Anita (Mutti) was a force to reckon with, a formidable lady with a strong personality she could crush a person twice her size in an argument. She had a robust Christian faith and power of positive thinking, and she could manifest almost anything that she wanted or needed. However, she could often offend in truth and would not beat around the bush when she had something to say.
She met her husband Herbert at just nineteen and soon fell pregnant, marrying just three months before her baby daughter, Inge (the authors’ mother-in-Law), was born.
Anita found creative ways of making money even in her twenties, and indeed throughout her life, she proved to be a true entrepreneur. Following the death of Herbert in Italy, during the second world war, Anita and her family needed to make their escape from East Prussia as the Russians advanced.
She married Sepp Hospodarz at the end of the war, and they lived in Isernhagen. However, it was never really a love match, and eventually, they divorced. Anita then met Heinz Engel, who looked after her very attentively for the rest of her life.
Anita held a great capacity to forgive and move on in her life, and whilst she spoke about what happened to them in their escape from East Prussia, it wasn’t something that controlled her thoughts. Anita held the respect of those who knew her, and many would go to her house and just sit and listen to her, taking advice from her, and her opinion mattered to them all.

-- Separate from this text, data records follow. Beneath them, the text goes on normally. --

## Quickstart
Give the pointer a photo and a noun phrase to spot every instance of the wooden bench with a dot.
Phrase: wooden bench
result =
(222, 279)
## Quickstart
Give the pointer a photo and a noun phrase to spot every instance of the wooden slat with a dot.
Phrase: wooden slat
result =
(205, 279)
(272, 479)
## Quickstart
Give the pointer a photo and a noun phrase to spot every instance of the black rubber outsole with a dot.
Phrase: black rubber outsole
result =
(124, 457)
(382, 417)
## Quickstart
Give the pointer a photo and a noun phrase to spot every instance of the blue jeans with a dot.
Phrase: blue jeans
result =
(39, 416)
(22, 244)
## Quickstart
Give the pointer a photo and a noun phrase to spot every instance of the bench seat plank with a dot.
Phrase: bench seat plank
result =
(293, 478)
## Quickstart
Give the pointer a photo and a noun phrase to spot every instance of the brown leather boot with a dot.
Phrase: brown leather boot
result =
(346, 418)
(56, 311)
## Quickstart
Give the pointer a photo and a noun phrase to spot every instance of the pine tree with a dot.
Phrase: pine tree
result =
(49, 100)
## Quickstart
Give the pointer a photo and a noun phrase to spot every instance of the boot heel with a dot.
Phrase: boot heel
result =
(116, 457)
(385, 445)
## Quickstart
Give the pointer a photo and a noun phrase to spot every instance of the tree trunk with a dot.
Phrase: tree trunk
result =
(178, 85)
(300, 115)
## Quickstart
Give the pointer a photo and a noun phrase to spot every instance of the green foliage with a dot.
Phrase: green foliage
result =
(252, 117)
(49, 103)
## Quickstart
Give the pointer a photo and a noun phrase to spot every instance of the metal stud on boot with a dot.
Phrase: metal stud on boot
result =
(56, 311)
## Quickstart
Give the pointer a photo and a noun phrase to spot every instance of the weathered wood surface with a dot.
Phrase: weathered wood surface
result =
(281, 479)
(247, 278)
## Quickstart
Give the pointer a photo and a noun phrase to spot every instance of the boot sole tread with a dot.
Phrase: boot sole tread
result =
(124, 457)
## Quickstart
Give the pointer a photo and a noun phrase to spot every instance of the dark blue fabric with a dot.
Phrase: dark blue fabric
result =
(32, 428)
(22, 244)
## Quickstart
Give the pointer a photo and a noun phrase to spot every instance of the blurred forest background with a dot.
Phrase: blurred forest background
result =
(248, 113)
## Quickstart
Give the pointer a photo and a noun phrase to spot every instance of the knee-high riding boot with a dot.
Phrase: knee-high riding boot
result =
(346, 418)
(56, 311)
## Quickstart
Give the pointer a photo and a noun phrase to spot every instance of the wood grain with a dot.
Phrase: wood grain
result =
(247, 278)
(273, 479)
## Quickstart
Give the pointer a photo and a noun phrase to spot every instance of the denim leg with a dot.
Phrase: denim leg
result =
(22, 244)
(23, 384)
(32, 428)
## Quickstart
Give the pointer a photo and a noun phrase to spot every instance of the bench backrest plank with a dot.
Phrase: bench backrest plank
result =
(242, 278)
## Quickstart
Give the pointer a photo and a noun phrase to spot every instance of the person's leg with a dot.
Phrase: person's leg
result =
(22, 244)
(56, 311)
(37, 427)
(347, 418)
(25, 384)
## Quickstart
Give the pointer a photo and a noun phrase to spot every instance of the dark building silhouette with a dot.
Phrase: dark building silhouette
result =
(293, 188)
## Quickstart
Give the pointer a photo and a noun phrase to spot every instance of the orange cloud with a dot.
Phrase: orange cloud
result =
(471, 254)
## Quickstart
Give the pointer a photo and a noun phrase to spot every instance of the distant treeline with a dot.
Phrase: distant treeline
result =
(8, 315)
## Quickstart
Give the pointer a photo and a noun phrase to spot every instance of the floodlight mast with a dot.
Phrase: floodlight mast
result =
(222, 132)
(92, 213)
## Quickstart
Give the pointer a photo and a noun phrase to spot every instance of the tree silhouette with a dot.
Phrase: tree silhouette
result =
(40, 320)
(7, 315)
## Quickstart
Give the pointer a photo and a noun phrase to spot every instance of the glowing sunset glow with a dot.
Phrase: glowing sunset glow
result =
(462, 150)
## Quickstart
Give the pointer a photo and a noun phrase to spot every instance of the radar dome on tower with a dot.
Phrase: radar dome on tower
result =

For the last year of her life, she was bed-bound and non-communicative, even though the Doctors struggled to diagnose a medical condition that left her in this state. All the family visited her, and Inge went to Germany often. Anita died in the January of her 90th year.
Anita’s daughter Inge carried this story all her life long, it coloured her life, and she made her family promise that they would not forget what happened to them and, in particular, the lost souls on board the Wilhelm Gustloff.
Beverly asked her sons to record an interview with their grandmother. After she died in 2015, all the records and memorabilia went to her son Dennis and Beverly, and they started to document some of the information they found.
Three years later, when on holiday in Portugal, Beverly’s friend Pauline suggested that Beverly should stop just talking about writing a book about the events of January 1945 and get on and start writing. That was the catalyst that was needed, and the book started that day on 3rd July 2018.